Unfortunately, Chambers does little to shed light on how the ACCA's and 4B1.2's "residual" / "otherwise clause" should be interpreted, other than holding that "walk aways" are not included. Very little new ground is broken, and my quick thought is that the opinion does little to guide lower courts and practitioners in non-walk-away cases.

Part IV of the opinion concludes that the generic conduct involved in a failure to report does not involve the serious potential risk of injury. The Court says that there is not reason to believe that the conduct of failure to report "poses a serious potential risk of physical injury." The Court relies on statistics for walk away escapes that the Sentencing Commission compiled for the purpose of this case. To say the least, that analysis is not going to be easily applied to other prior offenses, unless similar statistics are available.

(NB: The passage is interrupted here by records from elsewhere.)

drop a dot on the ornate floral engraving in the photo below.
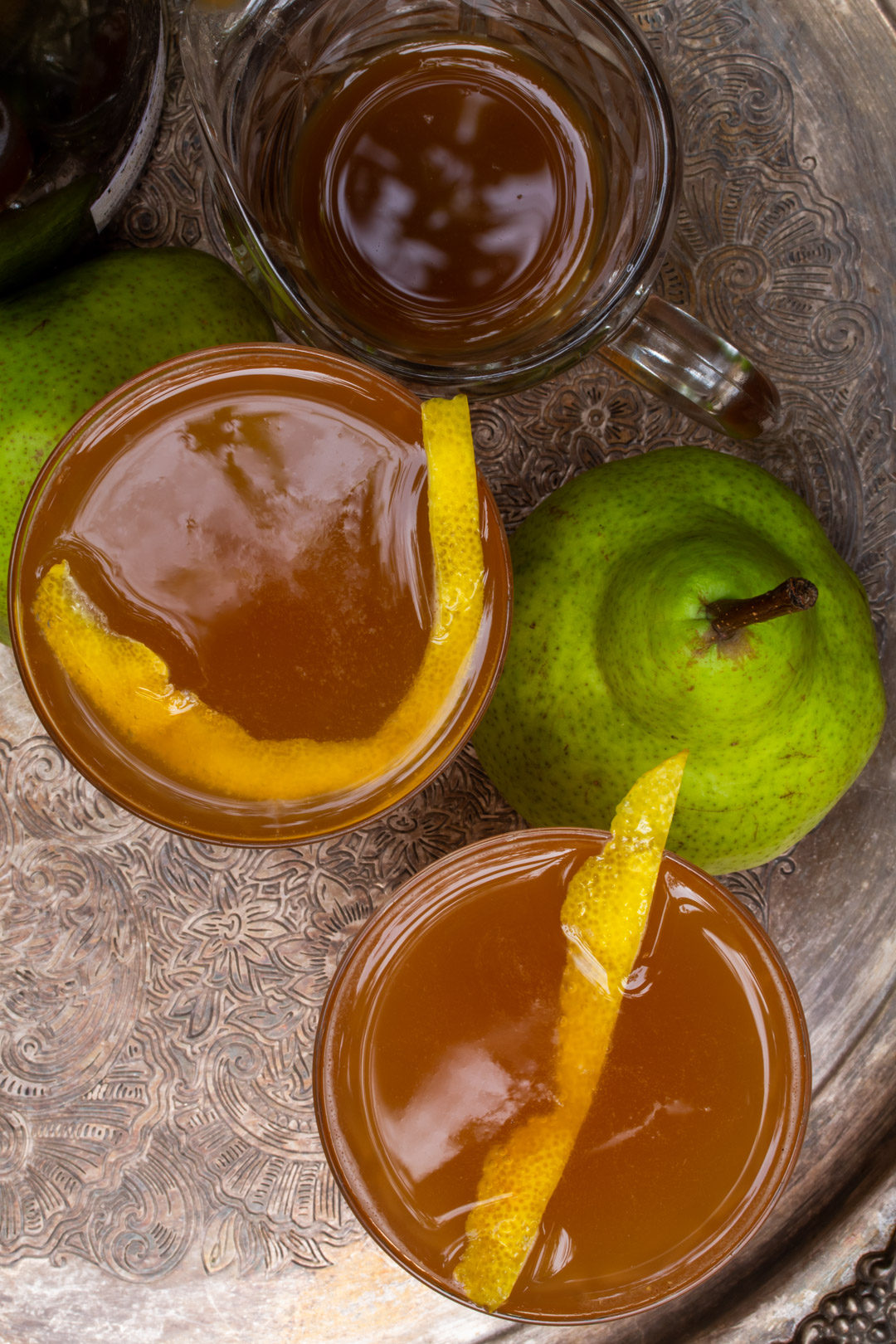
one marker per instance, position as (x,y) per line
(158,996)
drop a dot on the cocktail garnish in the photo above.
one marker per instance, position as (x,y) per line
(130,686)
(603,918)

Concurrence: Judge Alito wrote a concurrence, which Thomas joined. There, the two state that they disagree with Taylor's categorical approach and Begay's holding and that Congress needs to correct it. They also stated: "ACCA's residual clause is nearly impossible to apply consistently."

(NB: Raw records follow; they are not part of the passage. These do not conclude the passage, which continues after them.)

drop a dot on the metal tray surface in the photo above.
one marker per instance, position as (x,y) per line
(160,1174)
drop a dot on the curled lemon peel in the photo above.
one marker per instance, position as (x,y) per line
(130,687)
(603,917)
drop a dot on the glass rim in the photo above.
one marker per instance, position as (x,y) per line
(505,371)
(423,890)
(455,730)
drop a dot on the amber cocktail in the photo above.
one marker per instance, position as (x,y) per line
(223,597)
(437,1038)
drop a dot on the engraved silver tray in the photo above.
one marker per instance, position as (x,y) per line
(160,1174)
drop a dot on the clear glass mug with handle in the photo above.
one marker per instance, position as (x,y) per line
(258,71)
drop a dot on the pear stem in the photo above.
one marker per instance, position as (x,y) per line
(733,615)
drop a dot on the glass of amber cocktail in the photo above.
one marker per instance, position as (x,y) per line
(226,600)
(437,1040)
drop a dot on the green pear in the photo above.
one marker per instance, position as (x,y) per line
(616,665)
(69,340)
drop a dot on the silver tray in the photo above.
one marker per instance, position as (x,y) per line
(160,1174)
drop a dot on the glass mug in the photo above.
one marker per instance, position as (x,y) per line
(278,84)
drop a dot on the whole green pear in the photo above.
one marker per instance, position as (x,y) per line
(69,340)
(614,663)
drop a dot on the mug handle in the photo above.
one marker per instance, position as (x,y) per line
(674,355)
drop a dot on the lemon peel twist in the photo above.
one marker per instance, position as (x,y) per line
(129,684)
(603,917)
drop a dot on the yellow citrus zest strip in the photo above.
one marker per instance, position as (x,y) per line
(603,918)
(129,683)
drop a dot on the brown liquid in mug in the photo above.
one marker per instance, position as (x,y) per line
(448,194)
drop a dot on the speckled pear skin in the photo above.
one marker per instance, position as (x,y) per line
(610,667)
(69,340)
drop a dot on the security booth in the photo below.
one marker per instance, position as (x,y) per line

Given that now at least 3 Justices (Scalia, Alito, and Thomas) have all complained about the difficulty to apply the clause, I think it's even more important to argue that the clause is unconstitutionally vague.

Posted by: DEJ | Jan 13, 2009 4:59:18 PM

i think the reliance on statistics is salutory. in fact, i wish the court had explicitly approved of (instead of just employing) this methodology. would be nice to see the govt produce (and the courts of appeal rely on) some actual evidence re: risk of injury rather than just piling conjectures on conjectures about possible horrific outcomes.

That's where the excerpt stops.